Sunday, November 21, 2010

Year End Planning

Many clients have contacted me and asked about the most effective planning methods and techniques during this year where the "regular" estate, gift, and generation skipping tax rules will go back in effect next year (more on that below). With regard to each person's unique situation, different planning techniques may provide you or them with some extra benefit if done before the end of the year. In general, those include large lifetime gifts (as the tax rate on gifts over the million dollar lifetime gift credit) is 35% in this year, but reverts back to a maximum rate of 55% next year without any congressional action. Based on this, if you are a client who has been thinking about making large gifts and who does not mind paying gift taxes, then this is the year to make outright, large gifts. These types of gifts can be made to trusts as well, but based on the rules regarding generation skipping taxes, I am not recommending that you make large gifts to trusts that have beneficiaries who would trigger generation skipping taxes. The reason for this is that even though there is no GST tax this year, the GST tax will be assessed against distributions from trusts in the future if the gift that funded the trust was not exempt from this type of tax. Due to this change in the law that will occur on January 1, 2010, I am suggesting to clients that if they want to make large gifts to grandchildren or more remote heirs to avoid the GST tax in the future (and to take advantage of the lower gift tax rate this year), then the gifts should be outright. If the trust is set up to benefit the children of the Donor, then the large taxable gift can be made to a trust for that person's benefit, but the trust must be set up to be included in that beneficiary's estate if you do not want it to be subject to GST taxes in the future.

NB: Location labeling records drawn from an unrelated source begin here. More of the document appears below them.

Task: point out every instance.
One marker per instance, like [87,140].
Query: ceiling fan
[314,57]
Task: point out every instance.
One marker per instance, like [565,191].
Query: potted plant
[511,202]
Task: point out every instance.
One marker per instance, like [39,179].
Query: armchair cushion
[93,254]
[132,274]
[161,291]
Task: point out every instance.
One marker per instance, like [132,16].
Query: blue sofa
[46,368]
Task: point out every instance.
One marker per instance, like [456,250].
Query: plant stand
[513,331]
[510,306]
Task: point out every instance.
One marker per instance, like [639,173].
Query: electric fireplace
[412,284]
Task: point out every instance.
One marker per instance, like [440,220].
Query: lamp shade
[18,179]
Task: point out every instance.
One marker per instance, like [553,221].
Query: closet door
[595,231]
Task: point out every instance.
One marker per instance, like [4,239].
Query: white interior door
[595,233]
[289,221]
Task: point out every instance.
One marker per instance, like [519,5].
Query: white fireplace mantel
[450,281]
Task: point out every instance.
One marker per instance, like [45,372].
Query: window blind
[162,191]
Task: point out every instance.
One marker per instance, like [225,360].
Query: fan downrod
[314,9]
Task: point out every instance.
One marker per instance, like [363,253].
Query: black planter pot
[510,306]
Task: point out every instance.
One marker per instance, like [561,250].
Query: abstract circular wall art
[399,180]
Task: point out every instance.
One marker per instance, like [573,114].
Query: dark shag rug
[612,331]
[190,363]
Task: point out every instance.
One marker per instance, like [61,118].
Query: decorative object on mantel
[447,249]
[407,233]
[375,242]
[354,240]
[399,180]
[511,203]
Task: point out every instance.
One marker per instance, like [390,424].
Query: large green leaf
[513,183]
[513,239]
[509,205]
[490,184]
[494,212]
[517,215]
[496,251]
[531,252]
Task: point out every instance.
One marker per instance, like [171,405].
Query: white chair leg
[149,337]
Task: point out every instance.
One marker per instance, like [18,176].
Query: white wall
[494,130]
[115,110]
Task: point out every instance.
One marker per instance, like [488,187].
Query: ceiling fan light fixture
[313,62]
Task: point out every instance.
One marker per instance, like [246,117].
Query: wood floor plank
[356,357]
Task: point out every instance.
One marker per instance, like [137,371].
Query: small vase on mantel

In general, planning techniques involving charitable gifting (outright gifts to charities, creation and funding of private foundations, public charities, etc.) all must be done before the end of the calendar year instead of the tax due date of April 15th next year. Based on this, if you are working with your CPA to determine if you need additional charitable deductions for this tax year, make sure that you work with your attorney to provide enough time to make these gifts prior to the end of the year. Even the formation of private foundations can be done prior to year end as they can be formed and funded (giving you the tax deduction) if the entity obtains its 501(c)(3) status within a close period of time of the formation of the entity (you must generally file the 1023 form within 27 months of formation if you want the operations of the entity to be tax exempt from the date of formation).

In addition to all of the above, Congress is going to modify the GRAT rules sometime next year, so if you would benefit from a two year GRAT, then that may be another planning technique to consider. Life Insurance is also another great option that people sometimes consider too late (based on developing health issues). The earlier you get a life insurance plan in place, the better your costs will be (and you will often be able to get more coverage).